Wednesday, June 22, 2011
Please don't get me wrong, I am not announcing that summer is over already, but having just celebrated the longest day of the year (21st June in the Northern Hemisphere), we now look forward to possibly our shortest summer.
Our calendar for summer 2011 will have to be altered dramatically, as we plan for the early harvest. The first thing to disappear will be the planned closure of the Bodega for one week in August. Indeed, the week that we wanted to close may well end up being the week that we start to pick, so I guess that I might have to ask our team to work instead!
But the preparations for harvest actually start much earlier than that....
Not only do we have to order all the materials that we need, but obviously we have to ensure that we have enough space in our tanks to receive the new wine, and this usually involves a programme of bottling to create a bit of spare capacity.
As the wine has to pass through cold stabilisation, filtration etc. before it is bottled this also takes time and forward planning, and so working backwards from the anticipated harvest date, it means that we will probably have a very short summer indeed.
To finish on a more positive note, at least I will save on a bit of sun cream this year!
Tuesday, June 21, 2011
We have already established that Nomacorc is the best closure for our wine, and select the most suitable quality for our products no matter what the cost (synthetic is by no means cheaper than natural cork). However, in our constant quest for improvement, and with the help and advice from our friends at Nomacorc, we are now taking our cork expertise to the next level.
The new Nomacorc Select Series is available in three categories - not based on quality, but based on the density of the material. The differing densities have a significant influence on OTR, and therefore have a direct effect on how the bottled wine will evolve.
It would be easy for us to simply read the published statistics and to follow the recommendations of Nomacorc, but for such an important decision we have decided to make an analysis based on our own test bottlings. Under controlled conditions we have bottled three batches of the same wine, using the three different examples of the Select Series. Over the next 6 to 12 months we will pull corks at regular intervals, and then taste and analyse each bottle to determine how the three different corks influence the development of our wines.
If we discover that any one of the three works better than our current quality, then we will make the change. If there is no improvment then we will simply continue as we are, thus applying one of my favourite philosophies - if it ain't broken, don't fix it!
Friday, June 17, 2011
And now time for a quick weather update...... (admit it, you've been dying to know!)
A day or two before my friends arrived for a long anticpated visit from New Zealand, quite inevitably, our weather changed. After weeks, nay, months, of warm sunny weather, the temperature suddenly dropped by around 8°C, and the skies filled with cloud.

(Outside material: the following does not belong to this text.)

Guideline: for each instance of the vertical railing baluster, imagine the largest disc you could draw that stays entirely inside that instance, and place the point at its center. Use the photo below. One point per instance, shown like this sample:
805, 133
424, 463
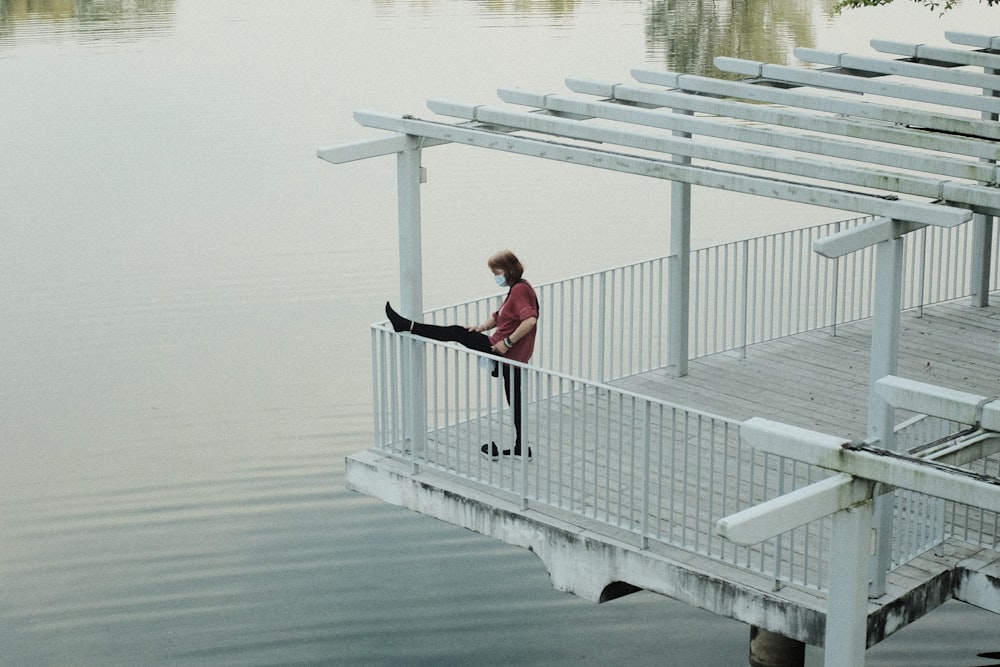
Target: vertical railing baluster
646, 443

To be perfectly honest we could have done with a good soaking of rain, but so far we have had nothing more than a week of low cloud, the horrible 'hanging' mizzle that somehow just sticks to your clothes, and a few light showers.
Once our vineyards dry out, then I will be the first to admit that a bit of treatment is going to be needed - I have said it once, and I will say it again - the Galician climate is simply too unpredictable for us not to intervene at some point.
Having said all that, we are still anticipating an early harvest. My guess is still the end of August.
Sunday, June 12, 2011
Ever wished your glass of malbec was more musical or that your sauvignon sings? No, of course not. But we all grew up knowing that our mothers' glassware could make sweet music. The glasses pictured above have been made to satisfy that kid inside. Each glass is marked with musical notations to denote the exact amount of albariño required to create the perfect pitch (we assure you that albariño is by far the best wine for this purpose).
Unfortunately these glasses don't come cheap, so start saving up so you can play that sonata. And at least if you don't succeed in creating musical magic, you can always console yourself with a decent glass of Castro Martin!